3. If at first you don’t succeed. Join the club! Our students have many opportunities for success as part of this program. However, part of the experience of working in a research lab is also experiencing a little bit of failure. In the long run, these experiences make the students better researchers, but in the short term this is sometimes hard for students to cope with. Many times students in this setting encounter for the first time a paper or a concept that they struggle to understand, or they try to run an experiment in the lab that they either set up improperly, or interpreted the results incorrectly. In some cases the research question the lab mentor wants them to work on cannot be answered by the conclusion of the program and students leave without results, only to be emailed to them later by another lab member. Still others experience rejection when a paper they try to submit as part of their lab experience is not accepted into a research journal. For highly talented students sometimes this is the hardest, but most valuable part of the entire SSTP experience. The failure all of our students experience is important because it is truly part of the life of a researcher. In this setting it is extremely meaningful, however because each of these students are encouraged and comforted by their lab mentor and the program staff of the SSTP program. In fact, Baseya and Francis (2011)3 assert that many times students’ attitudes toward lab work is influenced by their excitement in lab work and perceived ability with the content. This finding makes the role of the mentor incredibly important. Each of us involved in research can share a war story or two about a botched research project or a rejected paper or grant application. The truth is all of the people the students work with have this shared this experience. But, all of them are able to show students that a true researcher may have to reframe a research question or redesign an experiment, but the life of a researcher is to never let failure stand in the way of answering the next question.
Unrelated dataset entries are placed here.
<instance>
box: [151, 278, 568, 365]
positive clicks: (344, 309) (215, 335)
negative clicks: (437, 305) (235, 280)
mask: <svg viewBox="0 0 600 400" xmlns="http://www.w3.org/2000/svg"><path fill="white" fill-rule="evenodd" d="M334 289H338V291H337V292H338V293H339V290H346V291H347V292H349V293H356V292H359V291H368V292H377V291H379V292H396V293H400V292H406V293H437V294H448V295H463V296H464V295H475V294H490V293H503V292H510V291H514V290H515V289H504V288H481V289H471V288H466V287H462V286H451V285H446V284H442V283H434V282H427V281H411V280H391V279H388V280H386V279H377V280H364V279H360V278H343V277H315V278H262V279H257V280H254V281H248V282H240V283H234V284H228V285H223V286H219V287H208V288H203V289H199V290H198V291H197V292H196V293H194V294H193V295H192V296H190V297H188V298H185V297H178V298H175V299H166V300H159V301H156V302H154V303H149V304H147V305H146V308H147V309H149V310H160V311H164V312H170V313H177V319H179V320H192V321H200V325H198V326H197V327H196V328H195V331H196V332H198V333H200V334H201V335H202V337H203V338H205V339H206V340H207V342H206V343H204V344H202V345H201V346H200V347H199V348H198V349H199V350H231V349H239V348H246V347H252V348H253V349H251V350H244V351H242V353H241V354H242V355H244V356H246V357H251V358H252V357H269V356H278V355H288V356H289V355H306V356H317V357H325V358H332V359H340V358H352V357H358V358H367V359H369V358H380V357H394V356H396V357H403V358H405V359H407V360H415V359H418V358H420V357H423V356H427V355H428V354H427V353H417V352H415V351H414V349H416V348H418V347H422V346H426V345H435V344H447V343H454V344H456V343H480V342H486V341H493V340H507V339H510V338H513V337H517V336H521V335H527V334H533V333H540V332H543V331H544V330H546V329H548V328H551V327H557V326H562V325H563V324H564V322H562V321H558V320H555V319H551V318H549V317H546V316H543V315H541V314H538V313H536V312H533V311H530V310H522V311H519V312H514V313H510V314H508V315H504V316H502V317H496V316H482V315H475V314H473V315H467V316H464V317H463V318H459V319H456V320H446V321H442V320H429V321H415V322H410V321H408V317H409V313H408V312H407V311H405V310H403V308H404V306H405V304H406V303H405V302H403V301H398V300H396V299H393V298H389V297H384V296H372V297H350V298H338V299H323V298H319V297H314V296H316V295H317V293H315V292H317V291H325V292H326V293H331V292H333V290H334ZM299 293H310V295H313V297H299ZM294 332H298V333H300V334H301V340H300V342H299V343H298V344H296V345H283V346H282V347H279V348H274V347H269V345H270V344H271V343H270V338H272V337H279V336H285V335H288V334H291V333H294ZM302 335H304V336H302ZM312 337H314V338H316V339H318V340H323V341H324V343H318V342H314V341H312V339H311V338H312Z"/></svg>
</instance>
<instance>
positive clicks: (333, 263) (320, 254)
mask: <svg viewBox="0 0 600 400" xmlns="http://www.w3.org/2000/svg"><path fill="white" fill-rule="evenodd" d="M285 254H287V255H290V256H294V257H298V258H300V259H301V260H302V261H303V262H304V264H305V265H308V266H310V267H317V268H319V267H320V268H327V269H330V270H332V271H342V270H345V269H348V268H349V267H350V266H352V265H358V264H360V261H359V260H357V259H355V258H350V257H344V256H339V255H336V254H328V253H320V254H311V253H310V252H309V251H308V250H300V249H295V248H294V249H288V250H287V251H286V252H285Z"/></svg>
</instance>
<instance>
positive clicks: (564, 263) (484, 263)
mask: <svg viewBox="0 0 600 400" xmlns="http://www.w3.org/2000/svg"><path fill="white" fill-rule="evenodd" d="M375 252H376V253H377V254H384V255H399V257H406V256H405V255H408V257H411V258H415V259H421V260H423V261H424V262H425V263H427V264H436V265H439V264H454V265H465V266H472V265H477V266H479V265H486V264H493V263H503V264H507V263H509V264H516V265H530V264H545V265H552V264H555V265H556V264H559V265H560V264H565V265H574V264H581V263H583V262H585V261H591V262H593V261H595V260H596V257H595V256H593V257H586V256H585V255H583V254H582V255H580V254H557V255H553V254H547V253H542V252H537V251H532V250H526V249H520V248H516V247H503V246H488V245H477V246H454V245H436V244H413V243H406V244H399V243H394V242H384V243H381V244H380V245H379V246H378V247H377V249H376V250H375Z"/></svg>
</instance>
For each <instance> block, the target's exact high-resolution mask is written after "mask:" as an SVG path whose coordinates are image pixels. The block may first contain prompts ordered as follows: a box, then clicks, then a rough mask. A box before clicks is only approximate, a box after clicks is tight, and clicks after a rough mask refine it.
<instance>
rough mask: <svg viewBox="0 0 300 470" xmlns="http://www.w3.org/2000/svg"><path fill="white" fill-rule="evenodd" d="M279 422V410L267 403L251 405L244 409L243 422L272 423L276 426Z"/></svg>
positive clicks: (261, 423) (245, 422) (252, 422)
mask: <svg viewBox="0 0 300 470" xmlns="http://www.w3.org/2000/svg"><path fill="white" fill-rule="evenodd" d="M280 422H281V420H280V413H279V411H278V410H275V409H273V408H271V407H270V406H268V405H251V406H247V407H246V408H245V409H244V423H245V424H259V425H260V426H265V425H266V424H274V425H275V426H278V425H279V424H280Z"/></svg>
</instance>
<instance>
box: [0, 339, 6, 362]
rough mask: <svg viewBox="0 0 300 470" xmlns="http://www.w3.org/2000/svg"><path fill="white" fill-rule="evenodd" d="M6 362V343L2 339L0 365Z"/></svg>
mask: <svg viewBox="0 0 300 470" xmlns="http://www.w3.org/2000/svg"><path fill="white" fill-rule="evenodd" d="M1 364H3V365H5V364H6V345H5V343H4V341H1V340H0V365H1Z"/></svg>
1. National Research Council. (2012). A Framework for K-12 Science Education: Practices, Crosscutting Concepts, and Core Ideas. Committee on a Conceptual Framework for New K-12 Science Education Standards. Board on Science Education, Division of Behavioral and Social Sciences and Education. Washington, DC: The National Academies Press.
2. Olszewski-Kubilius, P. (2010). Special schools and other options for gifted STEM students. Roeper Review. 32. 61-70.
3. Baseya, J.M. & C.D. Francis. (2011). Design of inquiry-oriented science labs: impacts on students’ attitudes. Research in Science & Technological Education. 29(3). 241-255.